Dax le puso un dedo en el pecho a modo de advertencia, pero el director se lo apartó de un manotazo.
—¡No se atreva a negarlo! ¡Mírese a sí mismo, encelado como un novillo! Créame que le comprendo, señor Dax —agregó el director, moderando el tono—. Yo también la he visto con esos bañadores ceñidos y sin ellos. Pero no es oro todo lo que reluce.
—Seguramente es usted quien no la conoce. Yo creo que es una gran mujer.
—¿En la cama?
—No se denigre a sí mismo.
—Ya veremos quién de los tres termina más enfangado, señor Dax. Ignoro qué le habrá contado ella, pero le ha mentido. Puertito es una fantasiosa compulsiva, como toda fulana. Un caso perdido. Si hubiera conocido a sus padres… Él era atracador. Lo llamaban El Shangai porque estaba obsesionado con enriquecerse y retirarse a esa ciudad que ni siquiera sabía dónde estaba, pero que había idealizado a través de una película.
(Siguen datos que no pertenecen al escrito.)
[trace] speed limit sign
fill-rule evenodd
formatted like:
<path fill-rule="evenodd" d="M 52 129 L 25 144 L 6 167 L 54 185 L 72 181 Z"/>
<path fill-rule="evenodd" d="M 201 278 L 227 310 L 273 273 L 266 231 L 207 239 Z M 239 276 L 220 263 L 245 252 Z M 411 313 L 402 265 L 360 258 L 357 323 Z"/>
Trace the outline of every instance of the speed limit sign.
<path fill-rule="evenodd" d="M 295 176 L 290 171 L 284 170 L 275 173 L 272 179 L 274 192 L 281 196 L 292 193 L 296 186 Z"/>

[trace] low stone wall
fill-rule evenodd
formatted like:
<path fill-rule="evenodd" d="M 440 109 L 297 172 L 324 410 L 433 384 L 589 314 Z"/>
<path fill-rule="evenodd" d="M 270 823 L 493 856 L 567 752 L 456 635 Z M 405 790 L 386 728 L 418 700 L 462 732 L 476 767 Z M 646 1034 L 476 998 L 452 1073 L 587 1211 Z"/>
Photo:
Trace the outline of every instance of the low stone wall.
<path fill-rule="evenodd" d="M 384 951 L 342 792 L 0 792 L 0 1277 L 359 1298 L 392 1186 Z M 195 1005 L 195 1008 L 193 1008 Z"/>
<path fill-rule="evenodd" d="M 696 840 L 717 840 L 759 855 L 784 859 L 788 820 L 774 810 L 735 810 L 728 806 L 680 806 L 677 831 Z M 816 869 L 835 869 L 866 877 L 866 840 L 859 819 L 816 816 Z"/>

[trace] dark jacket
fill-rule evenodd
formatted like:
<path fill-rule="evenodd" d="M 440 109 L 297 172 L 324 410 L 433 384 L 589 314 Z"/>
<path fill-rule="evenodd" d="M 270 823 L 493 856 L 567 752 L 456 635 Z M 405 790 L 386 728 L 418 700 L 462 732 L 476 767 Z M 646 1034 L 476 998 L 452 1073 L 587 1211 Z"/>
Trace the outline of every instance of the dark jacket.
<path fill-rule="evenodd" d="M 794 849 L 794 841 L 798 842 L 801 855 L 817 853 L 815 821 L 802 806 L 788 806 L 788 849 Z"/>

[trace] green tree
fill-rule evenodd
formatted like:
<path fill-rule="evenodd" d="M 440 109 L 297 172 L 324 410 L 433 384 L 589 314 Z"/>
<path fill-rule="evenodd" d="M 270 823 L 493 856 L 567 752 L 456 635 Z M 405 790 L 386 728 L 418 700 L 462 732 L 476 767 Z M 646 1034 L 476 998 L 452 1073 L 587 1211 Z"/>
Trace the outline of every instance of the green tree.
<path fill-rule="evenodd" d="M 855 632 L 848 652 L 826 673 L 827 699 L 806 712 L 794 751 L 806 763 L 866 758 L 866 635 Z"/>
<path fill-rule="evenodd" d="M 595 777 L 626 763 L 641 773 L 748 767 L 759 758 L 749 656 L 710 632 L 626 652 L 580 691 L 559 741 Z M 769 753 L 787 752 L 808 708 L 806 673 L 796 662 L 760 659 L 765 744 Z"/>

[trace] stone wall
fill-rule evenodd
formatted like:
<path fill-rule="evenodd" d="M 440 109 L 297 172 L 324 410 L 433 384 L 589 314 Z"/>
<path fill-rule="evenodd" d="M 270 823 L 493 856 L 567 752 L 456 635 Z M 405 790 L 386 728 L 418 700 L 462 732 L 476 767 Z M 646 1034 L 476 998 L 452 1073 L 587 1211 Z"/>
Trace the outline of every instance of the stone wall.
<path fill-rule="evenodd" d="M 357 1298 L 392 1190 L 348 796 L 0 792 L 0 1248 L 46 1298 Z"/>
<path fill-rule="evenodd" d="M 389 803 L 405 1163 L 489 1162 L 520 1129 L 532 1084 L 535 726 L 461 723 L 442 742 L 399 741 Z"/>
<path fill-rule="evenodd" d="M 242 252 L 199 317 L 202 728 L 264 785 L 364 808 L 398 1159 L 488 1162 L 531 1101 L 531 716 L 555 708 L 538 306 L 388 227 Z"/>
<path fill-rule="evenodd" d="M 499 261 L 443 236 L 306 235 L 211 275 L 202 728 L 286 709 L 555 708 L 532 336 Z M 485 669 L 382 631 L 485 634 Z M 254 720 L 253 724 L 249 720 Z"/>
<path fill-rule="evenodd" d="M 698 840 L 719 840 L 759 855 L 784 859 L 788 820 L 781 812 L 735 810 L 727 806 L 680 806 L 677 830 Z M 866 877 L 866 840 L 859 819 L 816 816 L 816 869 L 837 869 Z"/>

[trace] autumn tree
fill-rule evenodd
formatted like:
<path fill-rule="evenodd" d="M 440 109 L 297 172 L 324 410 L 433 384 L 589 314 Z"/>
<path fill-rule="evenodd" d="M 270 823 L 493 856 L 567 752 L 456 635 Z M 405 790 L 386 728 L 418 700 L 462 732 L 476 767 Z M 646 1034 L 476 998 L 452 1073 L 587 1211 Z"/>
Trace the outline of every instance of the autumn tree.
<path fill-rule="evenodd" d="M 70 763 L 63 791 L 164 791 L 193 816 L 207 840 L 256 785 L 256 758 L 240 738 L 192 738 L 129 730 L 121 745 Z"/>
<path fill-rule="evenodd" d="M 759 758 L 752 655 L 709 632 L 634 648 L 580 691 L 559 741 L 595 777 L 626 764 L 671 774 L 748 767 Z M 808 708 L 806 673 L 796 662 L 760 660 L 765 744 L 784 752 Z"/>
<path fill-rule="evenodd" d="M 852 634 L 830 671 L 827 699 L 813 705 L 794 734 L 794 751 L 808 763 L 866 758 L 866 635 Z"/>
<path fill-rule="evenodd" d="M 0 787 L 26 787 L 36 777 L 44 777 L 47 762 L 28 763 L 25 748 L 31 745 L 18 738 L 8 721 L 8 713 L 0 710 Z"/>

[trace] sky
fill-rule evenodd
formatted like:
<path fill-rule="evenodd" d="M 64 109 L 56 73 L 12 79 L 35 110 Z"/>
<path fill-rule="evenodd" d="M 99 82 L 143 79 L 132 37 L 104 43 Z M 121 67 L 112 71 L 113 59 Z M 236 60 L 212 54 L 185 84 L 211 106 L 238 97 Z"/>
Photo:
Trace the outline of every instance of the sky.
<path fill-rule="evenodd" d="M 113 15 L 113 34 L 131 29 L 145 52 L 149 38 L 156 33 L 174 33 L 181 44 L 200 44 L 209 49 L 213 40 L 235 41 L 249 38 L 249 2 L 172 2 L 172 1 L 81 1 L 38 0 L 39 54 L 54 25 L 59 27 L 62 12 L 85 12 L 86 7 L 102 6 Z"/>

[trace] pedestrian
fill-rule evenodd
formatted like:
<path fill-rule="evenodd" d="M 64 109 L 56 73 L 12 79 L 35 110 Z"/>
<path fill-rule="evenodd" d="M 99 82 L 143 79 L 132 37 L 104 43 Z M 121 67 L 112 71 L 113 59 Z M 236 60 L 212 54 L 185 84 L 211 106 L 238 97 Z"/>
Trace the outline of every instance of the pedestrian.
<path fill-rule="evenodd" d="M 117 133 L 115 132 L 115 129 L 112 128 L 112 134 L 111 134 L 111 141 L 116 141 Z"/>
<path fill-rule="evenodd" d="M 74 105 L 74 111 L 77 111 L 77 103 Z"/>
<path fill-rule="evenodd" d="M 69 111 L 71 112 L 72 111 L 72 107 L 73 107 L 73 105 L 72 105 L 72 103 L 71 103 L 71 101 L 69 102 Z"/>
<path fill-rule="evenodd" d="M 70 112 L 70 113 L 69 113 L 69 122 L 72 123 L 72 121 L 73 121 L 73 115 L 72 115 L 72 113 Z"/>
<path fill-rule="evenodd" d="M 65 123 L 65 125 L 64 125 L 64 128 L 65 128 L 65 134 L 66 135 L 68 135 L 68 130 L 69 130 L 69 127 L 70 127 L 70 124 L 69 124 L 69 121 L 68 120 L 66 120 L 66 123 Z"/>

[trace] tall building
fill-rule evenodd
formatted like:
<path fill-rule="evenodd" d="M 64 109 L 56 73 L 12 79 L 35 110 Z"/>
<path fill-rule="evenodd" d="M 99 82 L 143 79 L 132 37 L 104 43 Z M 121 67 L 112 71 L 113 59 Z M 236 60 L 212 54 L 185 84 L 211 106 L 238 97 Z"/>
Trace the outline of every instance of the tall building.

El Shangai murió en una reyerta, no sin antes encumbrarse como un temible delincuente. Además de abrir innumerables cajas fuertes, llegó a abrir las noticias de un telediario. Sexualmente, era un pervertido. Comenzó a abusar de Puertito cuando solo era una niña. A partir de los quince años la prostituyó, dando así continuidad al oficio de la madre, que también era puta. En el Borne barcelonés, donde vivían, y donde Puerto nació, conocían a la madre como La Chupetes, por el virtuosismo de sus felaciones. Puertito era una gitanilla, nada que ver con la sofisticada mujer de hoy. Hubo que educarla, limpiarle el barro del arroyo… Yo me acostaba con ella desde que tenía dieciséis años, señor Dax. Cuando iba a cumplir su mayoría de edad, la adquirí en exclusiva. Pagué al Shangai y a la Chupetes una astronómica cifra, contante y sonante, más una mensualidad fija a cambio de que se olvidaran de su hija para siempre y de que, sin amenazas, represalias ni futuras demandas, la dejasen venir conmigo en calidad de sirvienta. Más adelante le costeé los estudios de interpretación. Como actriz, sin embargo…
—¡Basta ya, Leo!
Puerto estaba en pie, junto a ellos, con la chaqueta del director doblada en un brazo. Jadeaba, como si le faltare el aire.
—Tan solo estaba informando al señor Dax sobre nuestros humildes orígenes —se justificó su esposo—. Los antropólogos lo llaman «arqueología de la personalidad». Se asombraría de la cantidad de ciencia que consumo, señor Dax. En astronomía, por ejemplo, contando el telescopio que hice instalar en nuestra casa del volcán, no habré gastado menos de…
—Me voy, Leo —dijo Puerto.
—Nos vamos todos.
—No he querido decir eso.
—¡Mujeres! ¿Qué has querido decir, entonces?
—Que me marcho, Leo. Te dejo.
—Eso lo hablaremos en casa.
—No pienso volver a casa.
—Claro que sí. Y usted vendrá con nosotros, señor Dax. Cenaremos en la Montaña del Hombre Muerto y brindaremos por nuestro trío amoroso. Quizá esta noche me transforme en volcán y vuelva a arrojar torrentes de lava. ¡Venga, salgamos de este apestoso bar! ¿Llevo yo las llaves del Rolls o las guardaste tú, Puertito?